[postgis-devel] Postgis topology creation - O(n-squared)? - creates problems with large datasets.

Fri Jan 10 08:29:42 PST 2014

Hi all,

I'm replying under the original thread title.
I broke the thread subject accidentally by replying to a digest email previously. Sorry.
We also have 2 other extra alternative subject lines that were added by others.

I suggest we bring the discussion back under the original title, to make it easier for anyone visiting this thread in future. Relevant messages are in:

> Postgis topology creation - O(n-squared)? - creates problems
>      with large datasets.
> Re: postgis-devel Digest, Vol 130, Issue 5

> Topology building performance

> Topology construction speed

Replying to Remi and Sandro's messages today: 

Remi,

> When you ask the question "what are the closest n polygons to this point"
> to the database, it is ln(n)  with indexes (or better wit cache), so that
> makes the whole process  n *ln(n).

Agree, probably ln(n) - I don't know enough about spatial indexing to know if you could do a pigeonhole sort or funky hash.
Still ln(n) looks pretty good. I can work with a DB that slows down a factor of 13 when I have 10 million items, but not so much with a DB that slows by 10 million.

> But I would guess the slower is not this but self join on the "edge" table
> to "walk" trough topology. Yet it has also been indexed.

Perhaps I am making a mistake with indexing on the topology. How are other people building indexes on their topologies? I have a spatial index on the source geometry and I'm just making the topology with the standard constructor. Should I be adding another index manually along the way?

> I don't know a way to analyse execution time inside a function in postgres,
> I'm gonna ask on postgres list.

Thanks, Remi!

Sandro,

>> 0. It is not necessary to check all other already existing topology when you add a polygon. It's only necessary to check the nearest neighbours to the centerpoint that overlap the bounding box. Checking against all neighbours that overlap the bounding box would be slower but OK too. We're talking about checking a constant 3-15 polygons, not 'n'.
> 
> You mean already existing topology _elements_, right ?
> The code only checks elements whose bounding box overlap
> the bounding box of the newly added geometry. The smaller
> your geometries bounding box, the easiest. I guess ring
> insertion could likely be optimized by cutting them in 4 or
> more parts, but there's currently no ready function to do
> that efficiently and without introducing drifts (ie: split
> on existing vertex).
> 
> You can uncomment the POSTGIS_TOPOLOGY_DEBUG define in
> topology/sql/populate.sql.in (then run "make -C topology"
> and psql -f topology/topology_upgrade.sql) to get DEBUG
> messages that'd tell you how many candidates are being
> considered.

Useful to know, thanks!

> 
>> 1. Not being exponential isn't the issue here. N-squared growth plus a slow starting point is already too high for postgis topology to be practical for anything other than trivially small datasets.
> 
> I hope you can help making it better.

I will if I can. First I'm trying to gain information about this problem and gauge interest in solving it. 

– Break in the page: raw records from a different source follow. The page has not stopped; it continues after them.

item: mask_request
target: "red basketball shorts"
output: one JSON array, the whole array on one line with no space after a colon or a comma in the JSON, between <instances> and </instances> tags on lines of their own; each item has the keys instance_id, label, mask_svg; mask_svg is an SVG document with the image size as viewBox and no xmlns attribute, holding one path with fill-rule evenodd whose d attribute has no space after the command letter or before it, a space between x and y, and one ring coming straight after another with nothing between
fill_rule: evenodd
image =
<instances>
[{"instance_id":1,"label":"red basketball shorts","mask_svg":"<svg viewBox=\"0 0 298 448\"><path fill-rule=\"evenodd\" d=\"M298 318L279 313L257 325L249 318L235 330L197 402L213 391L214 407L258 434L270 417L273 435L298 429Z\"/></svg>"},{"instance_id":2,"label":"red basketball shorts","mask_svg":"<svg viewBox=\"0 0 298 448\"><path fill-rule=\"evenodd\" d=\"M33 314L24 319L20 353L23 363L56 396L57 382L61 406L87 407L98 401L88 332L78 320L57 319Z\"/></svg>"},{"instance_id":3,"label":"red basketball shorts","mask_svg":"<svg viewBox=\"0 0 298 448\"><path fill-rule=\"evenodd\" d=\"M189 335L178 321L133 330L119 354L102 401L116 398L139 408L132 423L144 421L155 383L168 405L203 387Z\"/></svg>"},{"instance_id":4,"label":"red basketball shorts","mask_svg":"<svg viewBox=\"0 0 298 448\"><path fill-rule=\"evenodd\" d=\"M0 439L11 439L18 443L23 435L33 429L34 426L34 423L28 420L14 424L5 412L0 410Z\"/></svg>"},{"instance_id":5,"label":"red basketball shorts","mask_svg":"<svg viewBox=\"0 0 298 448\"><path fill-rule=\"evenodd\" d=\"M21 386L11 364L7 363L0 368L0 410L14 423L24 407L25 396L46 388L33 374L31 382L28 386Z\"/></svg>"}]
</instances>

>> 2. In principal, there is absolutely no reason for this to be n-squared. We know where the polygon is going. We know, from the fact it is a topology, that it can only affect or be affected by the first few polygons that border the centerpoint - whether the map is a million or a hundred polygons, you'd expect each polygon to affect or be affected by only about 3-15 neighbours. It would be a strange topology indeed if most polygons had even 30 neighbours.
> 
> This is a duplicate of 0.

Yes, same idea, responding to two different comments.

>> Given that spatial indices allow fast lookups of what those neighbouring polygons are, adding a single polygon to the topology should therefore be taking place in a small constant or near-constant time.
> 
> It should be verified that the index is well balanced and
> analisys is up to date as the index grows. Doing everything
> in a single transaction doesn't help. The diagrams I was
> talking about included runs with batch loads, and it helped
> a lot. Can you try ?

1 - I am not using a transaction.

2 - I am using the standard API constructor call to build a topology from a collection of geometry. If that is the wrong way to build a topology, then I don't know what the correct way is.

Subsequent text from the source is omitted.